With water rising at 15,000 feet per second behind Oroville Dam and two weeks of heavy rain, winds and snow about to be unleashed, a respected geologist is warning that the crumbling of Oroville Dam’s spillway is due to the use of structurally flawed rock.

As distinguished Professor Emeritus at UC Davis and California’s preeminent expert regarding tectonic movements and Alpine-type mountain belts, Eldridge M. Moores recently told KQED that the main reason Oroville Dam’s spillway failed and almost took down the dam itself, is due to the rock used 60-years ago to anchor the spillway, was deteriorating incompetent rock, rather than fresh rock granite that could last 1,000 years.
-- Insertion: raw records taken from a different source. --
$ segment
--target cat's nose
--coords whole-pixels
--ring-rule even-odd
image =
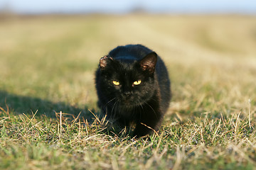
[[[126,96],[129,96],[131,95],[131,91],[124,91],[124,94]]]

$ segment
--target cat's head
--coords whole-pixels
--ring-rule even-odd
[[[115,60],[105,56],[100,60],[101,91],[119,106],[139,106],[155,93],[154,72],[157,55],[151,52],[139,61]]]

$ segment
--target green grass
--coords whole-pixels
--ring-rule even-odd
[[[255,33],[249,16],[0,18],[0,169],[255,169]],[[145,139],[96,105],[99,59],[129,43],[155,50],[172,81]]]

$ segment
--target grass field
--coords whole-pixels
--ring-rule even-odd
[[[164,59],[173,92],[136,140],[107,128],[94,87],[129,43]],[[256,16],[0,17],[0,169],[256,169],[255,83]]]

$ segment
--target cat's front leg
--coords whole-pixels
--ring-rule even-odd
[[[161,114],[157,115],[158,116],[156,116],[155,113],[154,113],[154,114],[147,114],[144,116],[144,118],[137,123],[133,136],[137,137],[144,137],[150,135],[154,131],[157,131],[161,120]]]

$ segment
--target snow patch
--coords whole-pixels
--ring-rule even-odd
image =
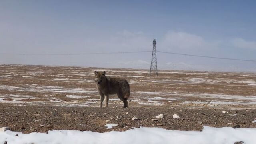
[[[18,136],[15,136],[16,134]],[[135,128],[125,132],[100,133],[78,130],[50,130],[48,134],[33,132],[23,134],[7,131],[0,132],[0,142],[8,144],[234,144],[256,142],[256,128],[204,126],[202,132],[170,130],[160,128]]]

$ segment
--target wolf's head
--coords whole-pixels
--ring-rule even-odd
[[[99,85],[101,84],[104,84],[106,82],[106,78],[105,76],[106,72],[98,72],[94,71],[95,76],[94,76],[94,81],[96,84]]]

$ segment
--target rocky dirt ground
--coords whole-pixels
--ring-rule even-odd
[[[128,108],[122,108],[116,96],[110,97],[109,108],[98,107],[94,70],[128,80]],[[144,70],[0,65],[0,127],[24,133],[52,129],[101,132],[140,126],[256,128],[256,76],[162,70],[158,76],[149,76]],[[156,119],[160,114],[164,118]],[[180,118],[174,119],[174,114]],[[132,120],[134,116],[140,119]],[[106,129],[110,123],[118,126]]]
[[[45,107],[1,104],[0,126],[24,133],[47,132],[52,129],[90,130],[100,132],[124,131],[133,127],[162,127],[168,130],[200,131],[203,126],[256,128],[253,109],[131,107]],[[223,113],[223,110],[228,113]],[[163,118],[156,118],[163,114]],[[174,114],[180,118],[174,119]],[[132,120],[135,116],[140,119]],[[106,121],[109,121],[106,122]],[[108,129],[107,124],[118,125]]]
Competence is a term used by geologists to describe the mechanical strength of differing types of rocks to withstand erosion and deformation. Competent (fresh) rocks tend to commonly be seen as exposed outcrops of high mountain cliffs. Hitting a hammer on volcanic competent rock, causes the hammer to bounce back.

Incompetent (old) rock has suffered from air exposure causing chemical transformation and decomposing effect over time. That is why old rock tends to commonly be seen in lowland buckled and fractured formations. Hitting a hammer on volcanic incompetent rock causes a crumbling effect.

Although the builders supposedly dug down about 20 feet to get to fresh granite as the rock base for the earthen Oroville Dam, Moores as the former President of the Geological Society of America told KQED that he believes the dam’s spillways were built with the type of incompetent rock that would have been lying around after the foundation was dug.

Breitbart News reported that the California Department of Water Resources declared a “very significant risk” if repairs to the damaged Oroville Dam spillways were not completed and the spillway fully-operational for the next rainy season that begins on November 1.

Although the media have lost interest in Oroville Dam, runoff from a heavy rain storm this weekend is currently flowing water into the reservoir at the rate of 30,000 feet per second. But dam engineers are only capable of draining a maximum of 12,900 feet per second through the dam’s power station.

As a result, the water level behind the 903 foot Oroville Dam has jumped to 857.5 feet. That is over 7 feet above the safety zone and only 3 feet below the levels that the California Department of Water Resources must start shut down repair operations and again open the water flow down the heavily-damaged main spillway.

In a grim reminder that Mother Nature is far from done with this year’s rainy season, there is currently a better than 50 to 80 percent chance of rain, heavy winds, flood risk and falling snow levels for 8 of the next 10 days throughout the Sierra Mountain areas that feed into Oroville Lake, according to AccuWeather forecast.